El diario de Próspero | Teatro

El (largo) invierno de nuestro descontento

  • El anuncio del cierre del Pavón Teatro Kamikaze culmina un año marcado por el desastre que quedará para la historia, también, por la adopción de protocolos sanitarios y el éxito del ‘streaming’

Una función en el Teatro Echegaray de Málaga, con mascarillas, distancias de seguridad y reducción del aforo.

Una función en el Teatro Echegaray de Málaga, con mascarillas, distancias de seguridad y reducción del aforo. / Javier Albiñana

En un ensayo ya histórico, se refería Alfonso Sastre al público del teatro español como a un cadáver: alguien que se sienta en su butaca, asiste impávido a lo que sucede en el escenario y que al terminar la función arranca a aplaudir sea lo que sea que haya visto, en una reacción mecánica propia de un resorte pulsado. Nada que ver, apuntaba Sastre, con aquel público dinámico y despierto que antaño respondía con suspiros, imprecaciones, risas, pataleos y abucheos a las interpretaciones y giros argumentales.
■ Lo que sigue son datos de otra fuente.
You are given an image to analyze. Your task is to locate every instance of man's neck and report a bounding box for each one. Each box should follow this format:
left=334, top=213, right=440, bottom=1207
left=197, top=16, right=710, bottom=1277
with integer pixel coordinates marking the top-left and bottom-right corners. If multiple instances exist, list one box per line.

Recién acabado el 2020, casi da vértigo comprobar hasta qué punto este diagnóstico fatal adquiere rango de profecía: embutido en sus mascarillas, disperso entre butacas frías a cuenta de la drástica reducción de aforos y citado a menudo a horas más propias de la siesta, al espectador ni siquiera le queda la posibilidad de expresar con un gesto sus impresiones durante la representación. Así, prácticamente cualquier función que se celebre hoy día se parece sin remedio a una obra de La Zaranda. Y, precisamente, como en una obra de La Zaranda, lo que practican esos espectadores moribundos es un ejercicio de resistencia. De seguir ahí, a pesar de todo. Este año será recordado sin remedio como el del desastre sin paliativos para las artes escénicas, el que vino a dar la puntilla de la aniquilación emprendida en 2008. Aunque las causas puedan ser distintas, las consecuencias son similares: en esencia, la destrucción de una parte más que notable del tejido asociado al sector. Pero convendría recordarlo desde ya, también, como el del año de la resistencia. El año en que, a pesar de todo, hubo teatro: con restricciones, con limitaciones, con obstáculos, con pérdidas irreparables y con la mayor incomodidad para todos los implicados, pero el teatro siguió sucediendo con una capacidad de adaptación que en otros ámbitos se ha echado de menos, seguramente porque en la escena la resistencia es norma habitual desde Esquilo. También ha sido 2020 el año en que ir al teatro se convirtió en una experiencia distinta, merced a los protocolos de seguridad incorporados y los escrúpulos asumidos. Escrúpulos que, está claro, han venido para quedarse con vacuna o sin ella.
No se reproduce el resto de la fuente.